Beware these 12 foreclosure myths

Updated

As common as foreclosure news is these days, both buyers and sellers tend to have major misconceptions regarding their rights, responsibilities and the overall process. No matter which side you're on, here are a dozen myths demystified.

For homeowners

  1. The bank really wants your home back. It's not your home but the money lent for its purchase that the bank wants to recover. Foreclosure is a time-consuming, last-resort process for banks, and most will do everything possible to work things out with a homeowner in order to avoid it.

  2. Filing for bankruptcy stops a foreclosure. Bankruptcy creates only a temporary delay in the foreclosure process, so it's not a strategy for stopping it altogether.

  3. You're not responsible for paying the bank's legal fees. Actually, you are, and you'll do so if you want to hold on to your home. All of the details are in your mortgage agreement, so take a close look at the fine print.

  4. Even if I pull together the money I owe after the foreclosure process has begun, it's too late to stop it. Not so. Most states have laws requiring that foreclosure proceedings be stopped if the homeowner has the money to cover all back payments, late fees and legal fees owed. A mortgage negotiation professional can assist you with this process if needed.

  5. The bank will take all my stuff along with the house. All personal property is yours to take; however, fixtures, floor coverings, appliances and anything else permanently attached to the house must stay.

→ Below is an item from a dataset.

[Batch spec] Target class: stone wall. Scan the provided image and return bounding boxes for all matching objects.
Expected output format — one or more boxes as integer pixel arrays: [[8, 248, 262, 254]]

  6. My involvement with the property is over once the bank takes it back. After foreclosure, if the bank sells the home for less than you owed on the mortgage, you'll still be responsible for the difference or "deficiency." What's more, they can collect interest on that amount. A deed in lieu of foreclosure or chapter 7 bankruptcy may clear you of owing a deficiency, so consult a bankruptcy attorney if you have questions about your status and options.